Further, increased dependence on partner, difficulty experienced in the adaptation to intrafamilial roles and concominant loss of sexual functions could lead to new problems between couples [21]. In the interviews in the present study, most of the patients reported that they received satisfactory social support. As the level of perceived social support by patients increases, level of hopelessness is reported to decrease [21]. Thus, the social support that individuals with a physical disability receive from their partners and families is considered to contribute to both coping with the duration of treatment and maintaining healthy relationships with partners. In our interviews, only one of the participants reported that her partner avoided intercourse. However, this avoidance was found to be associated with the partner being actively involved in her care and the use of a urinary catheter by the patient.
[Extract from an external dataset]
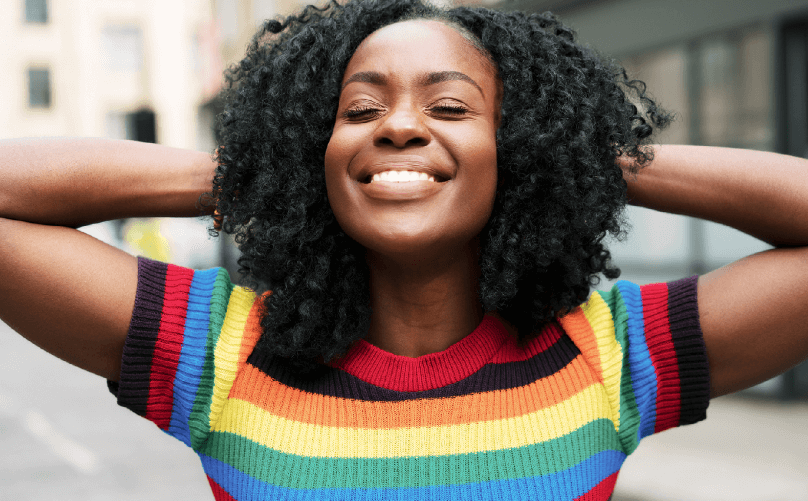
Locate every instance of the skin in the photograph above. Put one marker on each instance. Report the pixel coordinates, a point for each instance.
(416, 95)
(73, 295)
Conclusion and Suggestions

In conclusion, sexual dysfunction is a commonly encountered problem in women with a physical disability and should be meticulously investigated in each patient. It is important that healthcare professionals should be aware of the effects of the physical disabilities on individuals’ sexual lives. In addition, they need to be trained for counseling patients on such issues. Medical guidance related to sexual health is insufficient, and neither a model nor an educational program from another country is present for healthcare professionals in Turkey.

Therefore, further studies with larger populations are required in order to develop such a model. In addition, nationwide educational and in-service training programs for both patients and healthcare professionals should be arranged, and women with a physical disability as well as their partners should be evaluated for sexual problems.